A report by the Rhodium Group and the National Committee on US China Relations found the country's investment in the US amounted to about $46bn in 2016, with firms employing some 140,000 people.
That represented about 12% of the total foreign investment that year and about 2% of employment at foreign firms.
"A lot of the reaction towards Chinese investment is to just the speed of growth, but it is also very important to remember that is comes from a very low basis," she says. "We kind of exaggerate the magnitude of it."
New jobs
The Rhodium Group found that most of the investments by Chinese firms are in the real estate or hospitality sectors.
Firms inherited most workers through acquisitions or mergers, but some companies are also starting American operations from the ground up.
Richard Stock is an economist at the University of Dayton, located in the Ohio congressional district where such investments have created more new jobs than any other place in the US.
He says he's aware of the national security concerns, but they aren't relevant to what is happening around him - like the decision by Fuyao Glass Co, a glass manufacturer, to open a facility in a closed General Motors plant, where it now employs more than 2,000 people.
"People obviously need to be careful ... but that's not what's going on," he says. "I don't think we have national security concerns with respect to auto windows."
The Fuyao plant has experienced labour tensions and the hoped-for economic spin-off has disappointed, but for an area reeling from manufacturing losses, the pros outweigh the cons, Mr Stock says.
"We are grateful for those jobs and when I'm saying we, I'm talking about everyone in the metropolitan area because that was a large facility and it was very difficult to imagine something else happening there."
Investment risks
It's not clear yet how aggressive the final rules will be.
In March, President Donald Trump asked the US Treasury Department to propose ways to curb Chinese investments, as part of a response to alleged intellectual property theft.
That could end up as presidential bluster, pending continuing trade talks.
But the Senate and House are also working on legislation, expected to become law this year, that would enhance government power to vet deals.
Drafts of the bill identify data exposure as a security risk and add US "industrial leadership" to the factors that CFIUS should consider when reviewing transactions.
Lawmakers are also wrangling over the best way to address overseas joint ventures, after companies said the process proposed initially would be duplicative and overly broad.

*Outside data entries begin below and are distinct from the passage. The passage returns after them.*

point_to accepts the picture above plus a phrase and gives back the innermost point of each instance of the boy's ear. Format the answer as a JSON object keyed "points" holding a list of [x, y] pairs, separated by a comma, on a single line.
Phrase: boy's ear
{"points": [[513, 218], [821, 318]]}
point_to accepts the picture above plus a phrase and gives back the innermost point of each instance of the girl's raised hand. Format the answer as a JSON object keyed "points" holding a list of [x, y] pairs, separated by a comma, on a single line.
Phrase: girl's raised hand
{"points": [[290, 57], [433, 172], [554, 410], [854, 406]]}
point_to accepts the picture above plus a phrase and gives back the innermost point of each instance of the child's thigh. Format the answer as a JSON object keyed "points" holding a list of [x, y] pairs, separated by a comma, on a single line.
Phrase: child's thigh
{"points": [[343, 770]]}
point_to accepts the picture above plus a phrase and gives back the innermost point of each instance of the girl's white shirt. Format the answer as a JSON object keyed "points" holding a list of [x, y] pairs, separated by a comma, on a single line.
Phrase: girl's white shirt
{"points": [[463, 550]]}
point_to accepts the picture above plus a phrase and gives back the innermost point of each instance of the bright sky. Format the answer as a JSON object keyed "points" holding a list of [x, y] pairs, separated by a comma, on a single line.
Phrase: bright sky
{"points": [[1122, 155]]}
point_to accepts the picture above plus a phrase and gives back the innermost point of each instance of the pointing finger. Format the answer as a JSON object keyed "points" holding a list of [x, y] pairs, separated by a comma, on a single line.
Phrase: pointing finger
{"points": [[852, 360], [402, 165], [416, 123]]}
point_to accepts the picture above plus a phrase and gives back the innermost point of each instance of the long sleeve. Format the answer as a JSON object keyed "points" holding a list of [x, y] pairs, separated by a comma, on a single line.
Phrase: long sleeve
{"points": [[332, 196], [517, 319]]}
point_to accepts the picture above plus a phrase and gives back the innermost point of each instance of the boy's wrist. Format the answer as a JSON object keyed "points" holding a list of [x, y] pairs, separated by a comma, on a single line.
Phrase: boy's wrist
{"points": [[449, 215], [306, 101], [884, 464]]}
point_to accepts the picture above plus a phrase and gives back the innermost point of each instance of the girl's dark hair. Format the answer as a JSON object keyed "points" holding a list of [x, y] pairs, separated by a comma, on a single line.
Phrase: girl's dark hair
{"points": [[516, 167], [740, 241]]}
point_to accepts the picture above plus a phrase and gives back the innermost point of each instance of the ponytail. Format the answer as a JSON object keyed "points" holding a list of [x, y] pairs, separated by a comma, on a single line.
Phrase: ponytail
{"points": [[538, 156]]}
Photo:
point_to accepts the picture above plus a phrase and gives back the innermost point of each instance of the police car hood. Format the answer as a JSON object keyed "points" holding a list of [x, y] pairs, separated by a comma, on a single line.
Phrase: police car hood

Mr Hufbauer warns that wide-ranging rules, depending on how they are enforced, risk chilling investment and could be counter-productive, making research more expensive for US companies by limiting their potential customers.
The measures also threaten to exacerbate the geo-political problems they are intended to address, he says.
"How you treat a foreign country matters, in how they view themselves with respect to you," he says. "If you treat a country as an enemy, it becomes an enemy."
Mr Chan, whose job is focused on creating ties between US and Chinese businesses, says he is determined not to be discouraged.
"The only thing I can say is if you live long enough, you see this kind of political stunt over and over and you know the only thing you can do is just stay calm," he says.